* [PATCH net] nfp: fix rcu_read_lock/unlock while rcu_derefrencing
@ 2023-05-09 6:06 Louis Peens
2023-05-09 8:08 ` Leon Romanovsky
2023-05-10 2:40 ` Jakub Kicinski
0 siblings, 2 replies; 4+ messages in thread
From: Louis Peens @ 2023-05-09 6:06 UTC (permalink / raw)

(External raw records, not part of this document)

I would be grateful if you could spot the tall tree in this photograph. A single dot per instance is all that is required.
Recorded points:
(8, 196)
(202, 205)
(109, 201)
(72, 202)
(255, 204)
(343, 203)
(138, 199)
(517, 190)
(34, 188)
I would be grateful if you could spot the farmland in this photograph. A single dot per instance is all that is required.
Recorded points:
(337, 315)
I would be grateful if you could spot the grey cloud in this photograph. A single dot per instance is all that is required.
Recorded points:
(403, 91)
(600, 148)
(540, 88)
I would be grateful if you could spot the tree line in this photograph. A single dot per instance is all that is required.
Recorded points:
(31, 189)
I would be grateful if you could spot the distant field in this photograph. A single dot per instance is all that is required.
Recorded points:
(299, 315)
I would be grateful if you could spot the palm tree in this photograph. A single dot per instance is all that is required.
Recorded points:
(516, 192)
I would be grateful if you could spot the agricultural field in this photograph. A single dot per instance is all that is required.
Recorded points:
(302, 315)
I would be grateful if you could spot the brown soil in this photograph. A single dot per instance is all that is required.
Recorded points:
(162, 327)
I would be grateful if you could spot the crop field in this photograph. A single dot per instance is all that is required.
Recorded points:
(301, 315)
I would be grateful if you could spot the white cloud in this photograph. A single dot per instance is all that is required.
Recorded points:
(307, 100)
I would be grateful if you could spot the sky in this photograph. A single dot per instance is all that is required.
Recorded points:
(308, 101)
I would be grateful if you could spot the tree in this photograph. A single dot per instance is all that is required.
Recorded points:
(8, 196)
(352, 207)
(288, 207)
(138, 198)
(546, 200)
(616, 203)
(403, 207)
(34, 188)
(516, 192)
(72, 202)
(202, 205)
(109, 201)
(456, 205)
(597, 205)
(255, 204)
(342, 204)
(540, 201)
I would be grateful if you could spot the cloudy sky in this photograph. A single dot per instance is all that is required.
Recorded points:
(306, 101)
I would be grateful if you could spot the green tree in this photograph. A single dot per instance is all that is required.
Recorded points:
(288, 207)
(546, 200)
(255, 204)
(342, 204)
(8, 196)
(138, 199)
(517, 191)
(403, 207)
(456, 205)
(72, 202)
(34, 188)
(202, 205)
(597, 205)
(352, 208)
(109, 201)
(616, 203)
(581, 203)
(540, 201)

To: David Miller, Jakub Kicinski, Paolo Abeni
Cc: Simon Horman, netdev, stable, oss-drivers
From: Tianyu Yuan <tianyu.yuan@corigine.com>
When CONFIG_PROVE_LOCKING and CONFIG_PROVE_RCU are enabled, using
OVS with vf reprs on bridge will lead to following log in dmesg:
'''
.../nfp/flower/main.c:269 suspicious rcu_dereference_check() usage!
other info that might help us debug this:
rcu_scheduler_active = 2, debug_locks = 1
no locks held by swapper/15/0.
......
Call Trace:
<IRQ>
dump_stack_lvl+0x8c/0xa0
lockdep_rcu_suspicious+0x118/0x1a0
nfp_flower_dev_get+0xc1/0x240 [nfp]
nfp_nfd3_rx+0x419/0xb90 [nfp]
? validate_chain+0x640/0x1880
nfp_nfd3_poll+0x3e/0x180 [nfp]
__napi_poll+0x28/0x1d0
net_rx_action+0x2bd/0x3c0
? _raw_spin_unlock_irqrestore+0x42/0x70
__do_softirq+0xc3/0x3c6
irq_exit_rcu+0xeb/0x130
common_interrupt+0xb9/0xd0
</IRQ>
<TASK>
......
</TASK>
'''
This debug log is caused by missing of rcu_read_lock()/unlock().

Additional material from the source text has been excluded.